Something happened today I was hoping to avoid. I was beginning to believe I would escape this. However, today the reckoning was at hand. It went something like this:
Tiggy: We need to have a talk, Keen. Have a seat.
Me: Oh wow, Tiggy, I’m pretty busy right now. Can it wait?
Tiggy: Have a seat, I said.
So, I sit down on my barn chair. He jumps onto my lap, purring, and puts his face close to mine.
Tiggy: I’ve been overhearing some talk among the wooly fools. Normally I don’t put much stock in what they have to say. But what I’m hearing from the bird brains coincides. Can you guess what that might be, Keen?

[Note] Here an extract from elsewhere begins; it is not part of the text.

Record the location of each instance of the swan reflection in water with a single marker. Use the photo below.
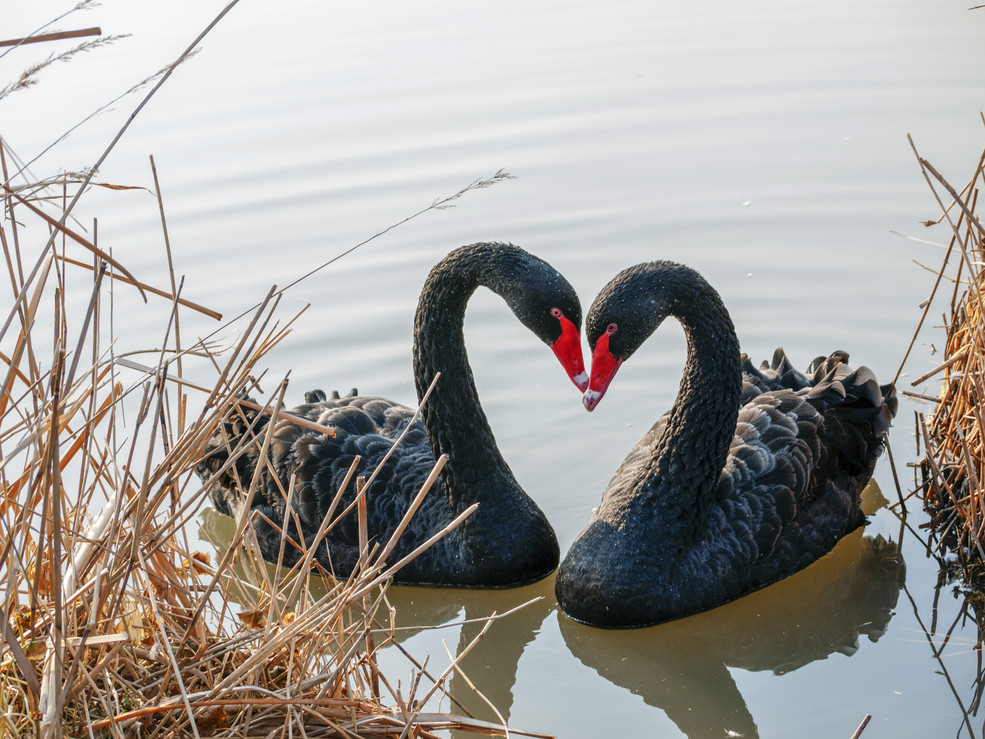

Me (nervously laughing): Gee, Tiggy, I can’t imagine what the sheep and the hens have in common to talk about besides filling their bellies. Heh heh heh.
Tiggy (kneading my legs): Heh heh. Well, it seems they all agree that maybe YOU might know something about certain odd happenings…
Me: Odd happenings? Me? I don’t know….
Tiggy: You are aware of a certain patch of…vegetation…outside the barn that is very precious to me?
Me: Your catnip? Yes. What about it?
Tiggy (kneading harder): This VEGETATION is VERY precious to me.
Me (swallowing): I know there is a lot of it. Plenty for…
Tiggy: Were you aware that I value every stem? Ever blossom? Every leaf?
Me: It never occu…
Tiggy: That it would upset me tremendously if ANYONE were to disturb my precious vegetation?
Me: You have so much of it, it just seemed to me…
Tiggy (really digging into my legs now): You know, Keen, when I moved here last year and decided to adopt you as my own precious human, it was with the understanding that you were a human I could TRUST. (Tapping my face gently with his paw) You and me, we are FAMILY now! That means we look out for each other, right?
Me: Of course, Tiggy, I will always look out for you!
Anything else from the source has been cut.